On this blog, we’ve talked almost exclusively about business-to-consumer marketing so far, also known as B2C marketing. This doesn’t reflect the whole truth, though, because business-to-business (B2B) is a significantly bigger market than B2C. As you’ll soon come to see over the course of this post, marketing to businesses is an entirely different animal than marketing to consumers.
When marketing to consumers, you need to have a very good grasp of the basic concepts behind small business marketing. You also need to understand consumer behavior, decision-making processes, and decision-making styles. From these building blocks, you can determine what kind of products have good product-market fit. This allows you to find a profitable niche.

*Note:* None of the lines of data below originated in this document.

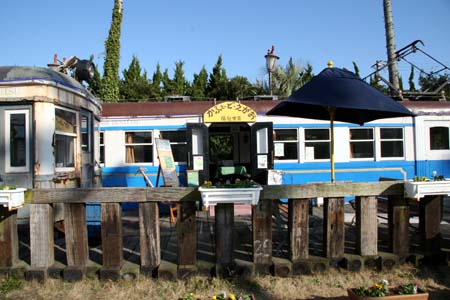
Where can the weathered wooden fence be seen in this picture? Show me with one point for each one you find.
(299, 262)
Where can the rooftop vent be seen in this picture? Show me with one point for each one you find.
(265, 97)
(177, 99)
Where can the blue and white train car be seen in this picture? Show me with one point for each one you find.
(220, 139)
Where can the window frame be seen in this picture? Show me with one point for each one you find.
(305, 142)
(373, 140)
(8, 167)
(380, 141)
(160, 133)
(101, 147)
(430, 136)
(296, 141)
(73, 135)
(151, 144)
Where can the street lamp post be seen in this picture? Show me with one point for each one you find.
(271, 61)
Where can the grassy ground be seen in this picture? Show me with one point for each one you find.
(330, 285)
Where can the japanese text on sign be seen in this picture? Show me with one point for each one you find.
(229, 112)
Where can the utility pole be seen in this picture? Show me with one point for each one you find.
(390, 44)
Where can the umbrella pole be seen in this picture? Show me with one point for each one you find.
(332, 143)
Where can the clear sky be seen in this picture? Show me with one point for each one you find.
(197, 31)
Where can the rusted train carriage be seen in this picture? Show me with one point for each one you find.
(48, 136)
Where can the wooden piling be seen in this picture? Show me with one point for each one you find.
(262, 236)
(77, 248)
(112, 245)
(333, 225)
(149, 238)
(366, 226)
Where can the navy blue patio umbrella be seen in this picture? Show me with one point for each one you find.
(339, 95)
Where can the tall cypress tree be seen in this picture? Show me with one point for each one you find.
(179, 82)
(135, 85)
(156, 83)
(94, 85)
(200, 84)
(109, 90)
(218, 81)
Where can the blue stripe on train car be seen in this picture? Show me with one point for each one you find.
(127, 176)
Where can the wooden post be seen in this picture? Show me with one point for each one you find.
(149, 237)
(298, 228)
(366, 226)
(398, 219)
(9, 243)
(333, 227)
(77, 249)
(41, 241)
(224, 235)
(112, 248)
(187, 239)
(262, 236)
(429, 223)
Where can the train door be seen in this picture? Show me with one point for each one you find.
(261, 151)
(87, 151)
(198, 149)
(15, 146)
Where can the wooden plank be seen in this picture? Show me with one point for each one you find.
(293, 191)
(333, 228)
(298, 228)
(429, 223)
(366, 225)
(9, 242)
(224, 233)
(111, 195)
(262, 236)
(41, 236)
(187, 234)
(149, 237)
(398, 220)
(112, 248)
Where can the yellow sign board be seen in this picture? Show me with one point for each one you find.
(229, 112)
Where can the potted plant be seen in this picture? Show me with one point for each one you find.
(240, 192)
(224, 296)
(381, 290)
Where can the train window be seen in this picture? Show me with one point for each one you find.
(17, 142)
(439, 138)
(391, 142)
(102, 147)
(317, 144)
(65, 134)
(361, 143)
(138, 147)
(177, 143)
(286, 144)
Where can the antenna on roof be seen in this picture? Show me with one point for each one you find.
(80, 69)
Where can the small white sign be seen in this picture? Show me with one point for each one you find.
(279, 150)
(198, 163)
(262, 161)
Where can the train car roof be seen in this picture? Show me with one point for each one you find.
(167, 109)
(194, 108)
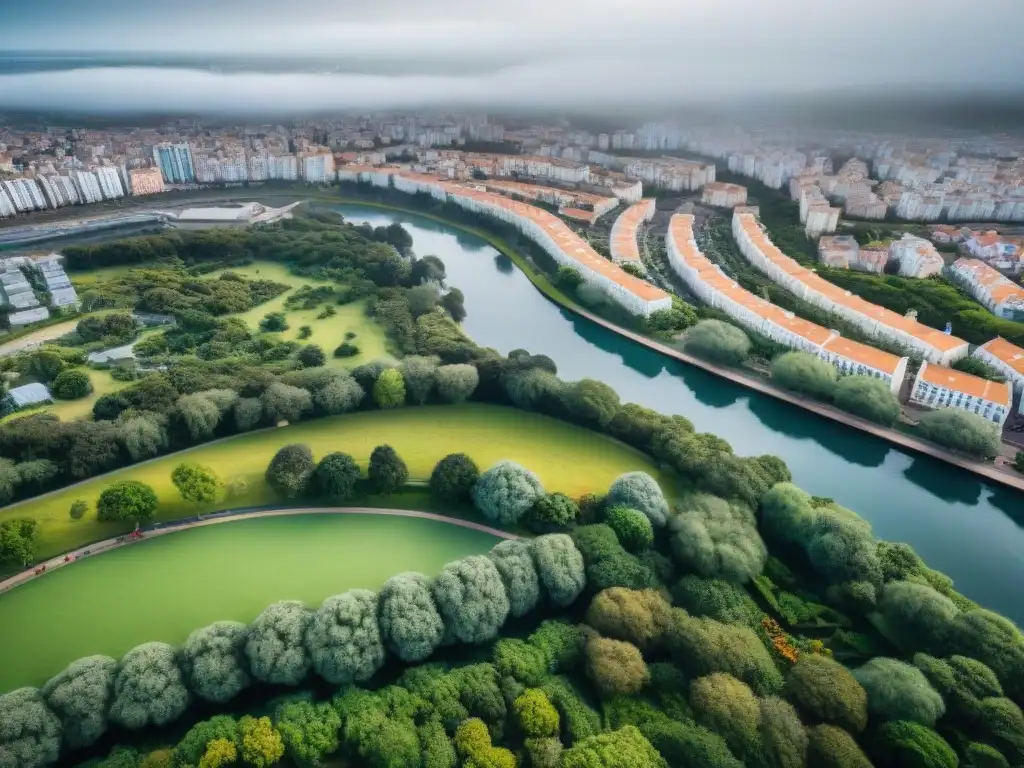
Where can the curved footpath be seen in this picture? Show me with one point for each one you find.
(987, 471)
(231, 515)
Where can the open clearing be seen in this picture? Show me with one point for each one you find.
(566, 458)
(164, 588)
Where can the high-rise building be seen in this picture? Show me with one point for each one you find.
(175, 162)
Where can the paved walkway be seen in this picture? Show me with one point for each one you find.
(230, 516)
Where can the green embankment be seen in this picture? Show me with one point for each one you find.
(566, 458)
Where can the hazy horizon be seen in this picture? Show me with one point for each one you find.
(542, 54)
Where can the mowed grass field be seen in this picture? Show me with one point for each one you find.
(566, 458)
(327, 333)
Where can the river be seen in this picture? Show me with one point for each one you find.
(967, 528)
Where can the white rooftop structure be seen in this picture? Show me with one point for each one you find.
(29, 394)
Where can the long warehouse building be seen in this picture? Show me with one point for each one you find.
(877, 322)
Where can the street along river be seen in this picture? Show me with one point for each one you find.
(971, 530)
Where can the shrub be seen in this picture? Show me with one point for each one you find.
(290, 470)
(410, 624)
(389, 389)
(454, 477)
(129, 501)
(961, 430)
(506, 492)
(826, 692)
(514, 561)
(336, 476)
(639, 491)
(559, 567)
(72, 384)
(867, 397)
(538, 718)
(805, 373)
(632, 527)
(718, 540)
(80, 696)
(387, 471)
(717, 341)
(471, 599)
(909, 744)
(275, 643)
(148, 688)
(30, 733)
(899, 691)
(551, 512)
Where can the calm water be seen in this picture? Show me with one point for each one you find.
(967, 528)
(195, 578)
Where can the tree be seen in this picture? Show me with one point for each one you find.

But what happens when systematically designed business processes curtail the worst excesses of irrational consumer behavior? What happens when committees and requirement meetings thwart your attempts to make an emotional appeal to individual consumers? How do you find a niche then? We’ll be talking about all that and more below.
Here is an outline:
Business-to-Consumer (B2C) Marketing
- Marketing to Consumers – An Overview
- Consumer Behavior
Business-to-Business (B2B) Marketing
- Marketing to Businesses – An Overview
- Consumer Behavior
Business-to-Consumer (B2C) Marketing
Marketing to Consumers – An Overview
On a fundamental level, B2C transactions differ from B2B transactions. When you’re selling directly to consumers, the decision maker will almost always be either the consumer or someone close to the consumer. The decision-making process is not cold and clinical, but rather emotional. A rational need for a certain product is not what drives consumer behavior in B2C transactions.
This is not to imply that people are total fools when it comes to making purchasing decisions. Our minds can be thought of in terms of System 1 and System 2. To simplify greatly, System 2 makes slow, deliberate, careful decisions and System 1 makes quick decisions that are imperfect. A lot of times, people use System 1 to make shopping decisions so they can go about their normal lives and not agonize over every minute detail of a purchasing decision.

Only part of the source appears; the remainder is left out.